Biz Ak Partinin ilçe kuruluşunda bulunurken ve HAPİS cezaları alırken bakan çocukları keyif çatıyordu. Ama biz sabah 6 akşam 12 ye kadar helal rızık peşinde koşarken onlar evlerinde 6 tane para kasası ve milyon dolarlarla poz veriyorlardı.

Ayetle dalga geçme cüreti gösteren Bağış Egemen bir meslektaşımız ile yaptığı konuşmada aynen şunları demişti "Cuma sabahları erkenden kalkarak Makara Bakara 2 ayet çakarak SMS atıyorum demişti"  Bu sözün hemen akabinde Erdoğan ile aynı karade poz veriyordu.

Ekonomi bakanı olan Çağlayan Zafer ise eğer ekonomi de ve Müslümalıkta anlamış oslaydı halkın yarısı asgari ücrete iş bulamazken 700 milyarlık saat kullanmazdı.

MUŞLU zafer abim başlangıçta bu kadar pahalı bir saat kulanmadığını inkar etti.Daha sonra kendi paramla adlım dedi ve bazı faturalar gösterdi. Ama saati üreten firma sahipleri kem küm etmeyerek bu fatura bizim değil diyerek sabık bakanı mada etti.

Zulme önce elinle,sonra dilinle daha sonrada imanın en zayıf halkası olan kalbinle karşı çık diyen bir dine mensubuz
Dinimiz bize diyor ki bir yerde zulüm varsa önce onu eliniz ile def etmeye çalışın bunu yapamazsanız DİLİNİZ İle yanlışın karşısında durun, bunu da yapamazsanız İmanın en zayıf halkası olan kabiniz ile buğz edin  diyor. Birincisini yapma imkan ve kuvvetim yok ama  dilim ile bu satırları buraya yazarak biz Ak Parti bu yanlış işleri yapsın diye bedel ödemedik. 

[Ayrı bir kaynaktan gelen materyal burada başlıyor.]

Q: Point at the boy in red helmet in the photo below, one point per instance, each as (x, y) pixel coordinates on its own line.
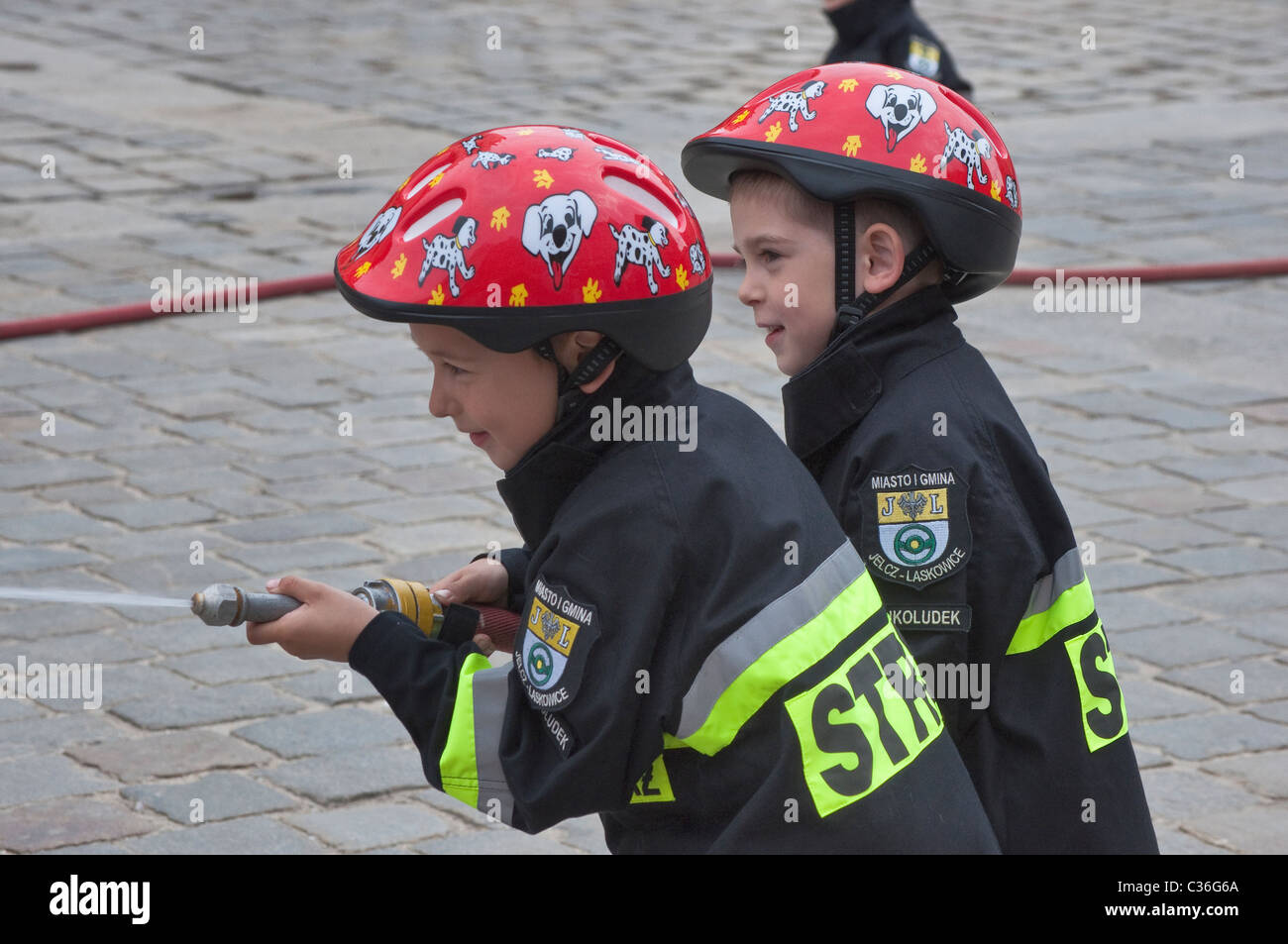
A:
(892, 198)
(699, 666)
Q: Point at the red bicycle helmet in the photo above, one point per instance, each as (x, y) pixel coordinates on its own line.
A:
(519, 233)
(866, 130)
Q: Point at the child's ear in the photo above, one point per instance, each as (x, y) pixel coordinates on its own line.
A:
(881, 254)
(572, 347)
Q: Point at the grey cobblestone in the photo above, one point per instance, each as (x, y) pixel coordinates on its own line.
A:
(210, 798)
(263, 833)
(352, 775)
(1253, 681)
(206, 706)
(46, 472)
(294, 527)
(1229, 595)
(1215, 737)
(325, 732)
(155, 513)
(172, 754)
(303, 556)
(1183, 794)
(236, 664)
(493, 841)
(370, 827)
(331, 685)
(46, 777)
(1147, 698)
(1227, 562)
(1185, 646)
(76, 822)
(1248, 829)
(1163, 535)
(1265, 773)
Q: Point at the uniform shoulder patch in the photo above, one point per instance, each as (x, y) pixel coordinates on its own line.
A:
(550, 656)
(914, 527)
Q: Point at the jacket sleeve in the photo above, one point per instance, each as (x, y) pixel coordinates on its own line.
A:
(575, 721)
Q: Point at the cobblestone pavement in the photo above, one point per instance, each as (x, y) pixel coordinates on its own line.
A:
(1167, 434)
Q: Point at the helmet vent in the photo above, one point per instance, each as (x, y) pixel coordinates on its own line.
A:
(433, 218)
(647, 198)
(426, 178)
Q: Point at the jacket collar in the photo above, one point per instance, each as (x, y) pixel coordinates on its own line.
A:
(842, 385)
(536, 488)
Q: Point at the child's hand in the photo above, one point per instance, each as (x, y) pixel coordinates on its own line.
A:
(482, 582)
(325, 627)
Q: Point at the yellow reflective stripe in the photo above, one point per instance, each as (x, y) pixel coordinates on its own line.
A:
(784, 662)
(857, 729)
(1070, 607)
(458, 767)
(1104, 713)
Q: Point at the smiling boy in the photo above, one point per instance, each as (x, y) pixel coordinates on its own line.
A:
(699, 666)
(858, 232)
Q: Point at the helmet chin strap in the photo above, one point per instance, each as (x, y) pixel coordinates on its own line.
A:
(590, 367)
(850, 307)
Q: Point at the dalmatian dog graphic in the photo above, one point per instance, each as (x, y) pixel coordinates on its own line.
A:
(900, 108)
(795, 103)
(380, 227)
(447, 253)
(563, 154)
(554, 228)
(697, 262)
(966, 149)
(640, 248)
(489, 158)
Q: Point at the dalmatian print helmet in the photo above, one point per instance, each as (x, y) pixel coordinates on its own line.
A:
(859, 129)
(520, 233)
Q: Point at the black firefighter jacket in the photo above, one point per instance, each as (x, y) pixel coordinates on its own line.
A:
(935, 479)
(702, 659)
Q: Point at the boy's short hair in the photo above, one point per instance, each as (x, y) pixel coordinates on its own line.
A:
(807, 210)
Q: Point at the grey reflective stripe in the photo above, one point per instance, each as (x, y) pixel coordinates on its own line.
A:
(754, 638)
(490, 691)
(1067, 574)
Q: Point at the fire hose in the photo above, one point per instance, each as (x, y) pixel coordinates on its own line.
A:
(223, 604)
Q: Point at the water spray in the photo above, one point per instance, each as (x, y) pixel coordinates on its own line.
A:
(224, 604)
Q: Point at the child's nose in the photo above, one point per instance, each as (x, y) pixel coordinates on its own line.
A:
(439, 403)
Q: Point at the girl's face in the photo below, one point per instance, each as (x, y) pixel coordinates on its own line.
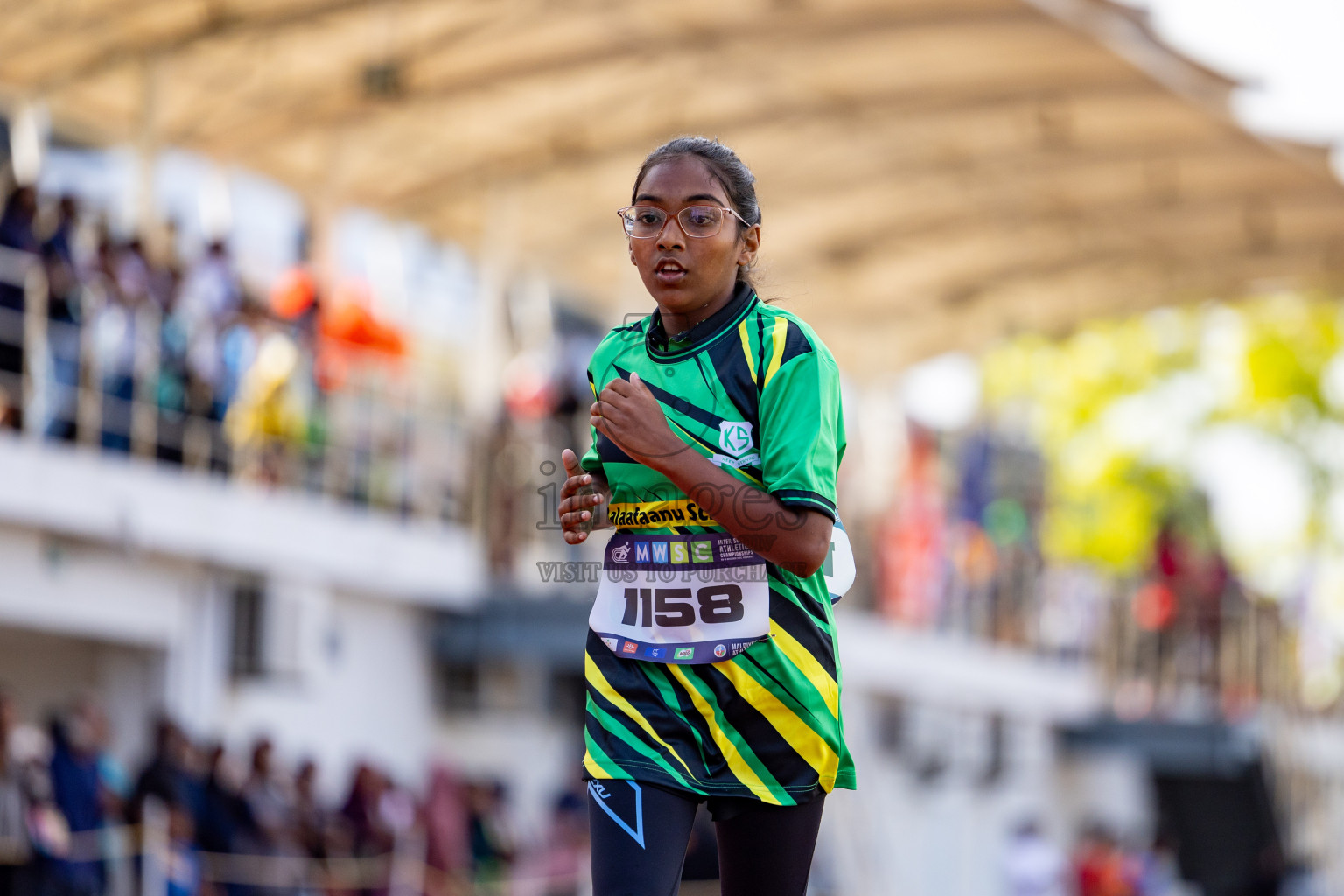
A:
(682, 273)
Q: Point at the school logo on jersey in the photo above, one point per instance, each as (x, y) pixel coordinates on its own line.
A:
(735, 437)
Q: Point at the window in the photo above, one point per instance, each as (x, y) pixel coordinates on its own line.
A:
(248, 653)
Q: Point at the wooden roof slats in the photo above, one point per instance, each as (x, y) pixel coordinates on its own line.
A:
(933, 172)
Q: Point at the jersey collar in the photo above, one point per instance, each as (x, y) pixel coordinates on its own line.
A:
(704, 332)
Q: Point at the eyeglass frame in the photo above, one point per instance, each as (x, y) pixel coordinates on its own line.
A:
(620, 213)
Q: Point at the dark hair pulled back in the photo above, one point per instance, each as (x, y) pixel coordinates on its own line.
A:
(724, 167)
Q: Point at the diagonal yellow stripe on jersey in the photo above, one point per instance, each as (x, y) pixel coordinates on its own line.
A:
(737, 765)
(804, 740)
(594, 760)
(746, 348)
(809, 667)
(777, 333)
(605, 688)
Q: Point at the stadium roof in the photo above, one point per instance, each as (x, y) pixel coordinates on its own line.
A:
(933, 173)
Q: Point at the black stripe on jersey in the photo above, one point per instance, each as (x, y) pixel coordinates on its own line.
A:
(788, 494)
(676, 402)
(760, 354)
(800, 595)
(794, 620)
(609, 453)
(692, 718)
(776, 754)
(730, 368)
(779, 684)
(794, 344)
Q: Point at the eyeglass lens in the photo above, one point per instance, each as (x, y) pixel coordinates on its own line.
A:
(644, 222)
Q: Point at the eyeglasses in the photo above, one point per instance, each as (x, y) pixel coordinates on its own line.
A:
(646, 222)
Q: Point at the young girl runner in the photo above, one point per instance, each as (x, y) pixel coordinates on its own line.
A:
(711, 660)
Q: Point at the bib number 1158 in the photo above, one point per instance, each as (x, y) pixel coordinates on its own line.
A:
(677, 606)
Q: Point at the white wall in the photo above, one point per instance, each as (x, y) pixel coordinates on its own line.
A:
(368, 696)
(945, 836)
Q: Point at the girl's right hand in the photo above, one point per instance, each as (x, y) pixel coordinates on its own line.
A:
(581, 497)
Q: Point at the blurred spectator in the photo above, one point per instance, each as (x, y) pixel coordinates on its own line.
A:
(492, 850)
(446, 823)
(167, 774)
(78, 795)
(63, 318)
(1100, 865)
(17, 233)
(561, 866)
(183, 872)
(1158, 871)
(1033, 865)
(15, 852)
(225, 821)
(368, 835)
(115, 349)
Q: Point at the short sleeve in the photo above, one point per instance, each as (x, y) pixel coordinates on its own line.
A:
(802, 431)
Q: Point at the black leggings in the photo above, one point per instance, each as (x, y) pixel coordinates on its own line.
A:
(640, 835)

Ben HAPİS Cezasını bakan Çocukları makam ve mevkilerini kullanarak kolay para elde etmeleri için yapmadım. Ak Parti asgari ücretin SSK sı maaşın yarısı olmayacak biz bunu düşüreceğiz dedi ama 12 yıl geçti bir şey yaptığı yok. 

HÜLASA  yazacak o kadar çok şey var ki bir makale buna yetmez ama şimdilik bu kadarı ile yetinmek zorundayım.
 
Yaptığınız Kiliseleri de saymıyorum bile. Bakınız Cumhurbaşkanımız Sayın Recep Tayyip Erdoğan kendi dilinde  biz Batı Trakya da ki camilerimizi kendi paramız ile tamir ve ihya edemiyoruz dediği halde biz ne yapıyoruz  ?

Ama biz Avrupa birliği uyum yasalarına göre 1964 de satın aldığımız Zeytinburnu stadını bile Ermenilere veriyorken biz kendi paramız ile her hangi bir Avrupa ülkesindeki camiyi tamir edemiyoruz.  

Bu kadar kompleks ile bir yere varamayız. Lanet olsun içinizdeki bu İsrail sevgisine diyerek yazımı bitrmek isterim.